MoviePass was not immediately available to comment to Business Insider.
MoviePass is not the only movie-ticket subscription company to be hit with a “bait-and-switch” lawsuit. In November, two subscribers of MoviePass competitor Sinemia filed a suit over a $1.80 “processing fee” introduced to subscribers, even those who had already prepaid for a yearly subscription.
“It lures consumers in by convincing them to purchase a purportedly cheaper movie subscription, and then adds undisclosed fees that make such purchases no bargain at all,” the lawsuit against Sinemia claimed. “Sinemia fleeces consumers with an undisclosed, unexpected, and not-bargained-for processing fee each time a plan subscriber goes to the movies using Sinemia’s service.”
MoviePass has also faced class-actions lawsuits from its shareholders.

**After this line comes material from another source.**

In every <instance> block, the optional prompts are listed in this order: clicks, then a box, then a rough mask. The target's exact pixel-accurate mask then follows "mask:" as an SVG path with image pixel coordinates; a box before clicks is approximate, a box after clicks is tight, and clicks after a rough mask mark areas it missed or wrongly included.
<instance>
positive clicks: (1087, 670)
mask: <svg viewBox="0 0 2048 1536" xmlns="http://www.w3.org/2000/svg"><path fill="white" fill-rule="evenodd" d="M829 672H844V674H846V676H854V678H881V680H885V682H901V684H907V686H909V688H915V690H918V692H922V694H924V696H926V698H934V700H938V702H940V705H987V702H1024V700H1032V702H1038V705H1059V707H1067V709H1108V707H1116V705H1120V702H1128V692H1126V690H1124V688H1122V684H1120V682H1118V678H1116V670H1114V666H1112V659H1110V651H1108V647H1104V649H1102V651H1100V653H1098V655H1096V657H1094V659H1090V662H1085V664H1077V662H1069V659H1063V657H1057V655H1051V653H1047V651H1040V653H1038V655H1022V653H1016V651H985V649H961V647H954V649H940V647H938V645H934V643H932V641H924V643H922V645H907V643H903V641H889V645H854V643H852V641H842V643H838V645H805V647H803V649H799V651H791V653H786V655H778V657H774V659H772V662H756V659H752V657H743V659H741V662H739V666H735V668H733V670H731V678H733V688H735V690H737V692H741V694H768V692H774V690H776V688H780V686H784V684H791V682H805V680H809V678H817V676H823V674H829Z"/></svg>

In August 2018, shareholders in two lawsuits claimed MoviePass’ parent company, Helios and Matheson Analytics, misstated its finances in press releases when it said MoviePass was a “sustainable” business model.
This new suit comes as MoviePass attempts to regain public trust, following last year when, according to a study done in January, 58% of MoviePass users canceled their subscriptions.